Reputation: 447
Learning scraping with Ruby. I'm trying to count the amount of outbound links a given page has, but I'm not sure how to tell Ruby I only want the outbound links counted.
My current code:
require "open-uri"
# Collect info
puts "What is your URL?"
url = gets.chomp
puts "Your URL is #{url}"
puts "Loading..."
# Check keyword count
page = open(url).read
link_total = page.scan("</a>")
# obl_count = ???
link_count = link_total.count
puts "Your site has a total of #{link_count} links."
How can I complete this?
Upvotes: 1
Views: 619
Reputation: 9
You can use:
Anemone is a Ruby library that makes it quick and painless to write programs that spider a website. It provides a simple DSL for performing actions on every page of a site, skipping certain URLs, and calculating the shortest path to a given page on a site.

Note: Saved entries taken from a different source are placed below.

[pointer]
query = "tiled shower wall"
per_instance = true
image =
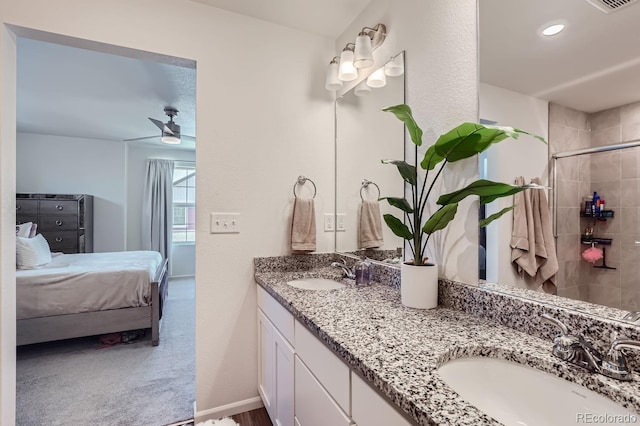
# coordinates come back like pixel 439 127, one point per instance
pixel 616 177
pixel 569 130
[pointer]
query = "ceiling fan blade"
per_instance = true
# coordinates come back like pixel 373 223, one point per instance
pixel 161 125
pixel 141 139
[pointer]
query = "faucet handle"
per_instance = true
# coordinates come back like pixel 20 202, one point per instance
pixel 615 363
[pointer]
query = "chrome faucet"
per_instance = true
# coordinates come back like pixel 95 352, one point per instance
pixel 632 316
pixel 348 273
pixel 578 351
pixel 574 349
pixel 615 363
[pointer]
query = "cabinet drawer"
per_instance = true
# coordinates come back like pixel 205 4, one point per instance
pixel 65 241
pixel 26 207
pixel 277 314
pixel 61 222
pixel 313 405
pixel 371 409
pixel 58 207
pixel 326 367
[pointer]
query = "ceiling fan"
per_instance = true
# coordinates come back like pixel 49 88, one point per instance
pixel 170 130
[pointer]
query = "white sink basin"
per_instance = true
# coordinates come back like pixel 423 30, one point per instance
pixel 516 394
pixel 316 284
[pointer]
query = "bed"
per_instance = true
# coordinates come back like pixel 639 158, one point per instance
pixel 86 294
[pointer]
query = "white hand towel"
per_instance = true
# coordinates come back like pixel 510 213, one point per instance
pixel 545 242
pixel 523 241
pixel 303 225
pixel 370 225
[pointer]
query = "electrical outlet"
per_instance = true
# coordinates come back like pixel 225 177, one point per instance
pixel 340 219
pixel 329 222
pixel 225 223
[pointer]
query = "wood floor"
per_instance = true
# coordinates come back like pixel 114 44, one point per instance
pixel 257 417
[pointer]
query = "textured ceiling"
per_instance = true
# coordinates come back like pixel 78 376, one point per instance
pixel 328 18
pixel 68 91
pixel 594 64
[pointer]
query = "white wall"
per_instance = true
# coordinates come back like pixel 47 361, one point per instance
pixel 440 41
pixel 526 157
pixel 63 165
pixel 7 227
pixel 259 127
pixel 183 256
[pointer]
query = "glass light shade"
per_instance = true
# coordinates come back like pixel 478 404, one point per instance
pixel 362 89
pixel 171 140
pixel 333 82
pixel 377 78
pixel 347 71
pixel 395 67
pixel 363 53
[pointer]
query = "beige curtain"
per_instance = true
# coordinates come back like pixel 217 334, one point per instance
pixel 157 207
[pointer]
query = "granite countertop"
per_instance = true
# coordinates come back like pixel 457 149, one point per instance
pixel 399 349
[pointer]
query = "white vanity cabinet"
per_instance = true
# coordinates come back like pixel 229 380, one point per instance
pixel 303 383
pixel 276 362
pixel 371 409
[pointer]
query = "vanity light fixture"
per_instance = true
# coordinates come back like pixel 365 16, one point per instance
pixel 333 82
pixel 553 29
pixel 354 56
pixel 362 89
pixel 395 66
pixel 377 78
pixel 347 70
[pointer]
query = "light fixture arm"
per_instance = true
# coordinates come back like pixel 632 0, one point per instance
pixel 377 34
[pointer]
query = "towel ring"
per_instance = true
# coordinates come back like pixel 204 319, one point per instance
pixel 365 184
pixel 301 181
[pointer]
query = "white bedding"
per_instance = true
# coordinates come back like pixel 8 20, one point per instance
pixel 87 282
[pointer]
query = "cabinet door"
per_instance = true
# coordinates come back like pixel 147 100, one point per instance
pixel 371 409
pixel 284 381
pixel 266 363
pixel 313 405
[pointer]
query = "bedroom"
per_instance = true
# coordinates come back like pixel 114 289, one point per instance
pixel 75 107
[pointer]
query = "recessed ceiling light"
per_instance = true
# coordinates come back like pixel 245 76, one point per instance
pixel 553 29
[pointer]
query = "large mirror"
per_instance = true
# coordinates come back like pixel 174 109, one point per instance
pixel 580 88
pixel 365 135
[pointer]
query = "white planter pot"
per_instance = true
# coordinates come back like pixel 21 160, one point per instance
pixel 419 286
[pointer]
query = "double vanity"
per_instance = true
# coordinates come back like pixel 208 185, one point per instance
pixel 355 354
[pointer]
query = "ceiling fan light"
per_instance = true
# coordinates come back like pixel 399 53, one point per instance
pixel 170 140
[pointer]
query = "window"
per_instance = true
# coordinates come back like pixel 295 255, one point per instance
pixel 184 203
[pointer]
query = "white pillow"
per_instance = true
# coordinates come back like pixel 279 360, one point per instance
pixel 23 230
pixel 32 252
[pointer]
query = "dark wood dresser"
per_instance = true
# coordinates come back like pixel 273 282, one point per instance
pixel 65 220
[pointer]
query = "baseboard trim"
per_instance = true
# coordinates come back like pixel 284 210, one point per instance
pixel 228 410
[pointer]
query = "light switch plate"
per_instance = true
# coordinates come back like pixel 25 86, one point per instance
pixel 329 222
pixel 225 223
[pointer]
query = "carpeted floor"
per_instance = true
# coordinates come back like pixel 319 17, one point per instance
pixel 74 383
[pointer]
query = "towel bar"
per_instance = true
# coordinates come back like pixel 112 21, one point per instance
pixel 365 184
pixel 301 181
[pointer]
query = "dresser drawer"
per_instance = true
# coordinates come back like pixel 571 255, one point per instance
pixel 55 223
pixel 58 207
pixel 64 241
pixel 21 218
pixel 26 207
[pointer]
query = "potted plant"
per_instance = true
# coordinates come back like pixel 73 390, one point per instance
pixel 419 279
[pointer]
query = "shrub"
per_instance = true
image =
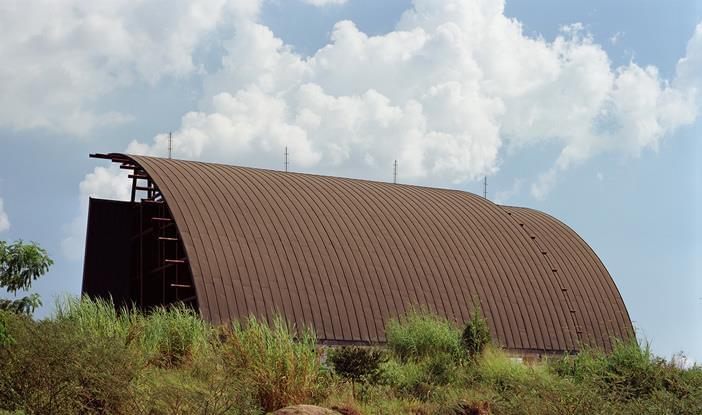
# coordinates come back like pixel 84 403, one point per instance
pixel 281 364
pixel 202 387
pixel 357 364
pixel 476 334
pixel 422 334
pixel 5 339
pixel 51 368
pixel 166 336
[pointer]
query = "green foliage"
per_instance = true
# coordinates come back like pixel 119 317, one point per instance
pixel 20 265
pixel 164 337
pixel 633 375
pixel 476 335
pixel 52 368
pixel 420 334
pixel 92 359
pixel 201 387
pixel 5 338
pixel 282 364
pixel 358 364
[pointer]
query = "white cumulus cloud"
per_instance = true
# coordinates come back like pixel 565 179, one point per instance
pixel 454 84
pixel 4 219
pixel 106 183
pixel 443 93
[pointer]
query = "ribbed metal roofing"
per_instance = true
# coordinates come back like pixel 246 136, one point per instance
pixel 345 255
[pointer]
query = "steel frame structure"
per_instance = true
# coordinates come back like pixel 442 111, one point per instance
pixel 159 269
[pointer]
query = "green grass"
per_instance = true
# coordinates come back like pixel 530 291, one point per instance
pixel 90 359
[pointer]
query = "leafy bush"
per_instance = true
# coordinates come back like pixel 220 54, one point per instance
pixel 52 368
pixel 476 334
pixel 282 365
pixel 20 265
pixel 5 339
pixel 357 364
pixel 422 334
pixel 633 375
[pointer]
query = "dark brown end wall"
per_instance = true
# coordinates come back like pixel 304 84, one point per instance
pixel 107 250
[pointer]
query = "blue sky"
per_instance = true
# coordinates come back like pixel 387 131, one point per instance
pixel 587 110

The multi-threaded design makes Anemone fast. The API makes it simple. And the expressiveness of Ruby makes it powerful.
Upvotes: 0
Reputation: 211670
Just as you should never parse HTML with regular expressions, you should probably be using nokogiri to do the dirty work for you.
In simple terms you can use CSS selectors to find tags. From there it's easy to count:
Nokogiri::HTML(page).css('a').length
Upvotes: 2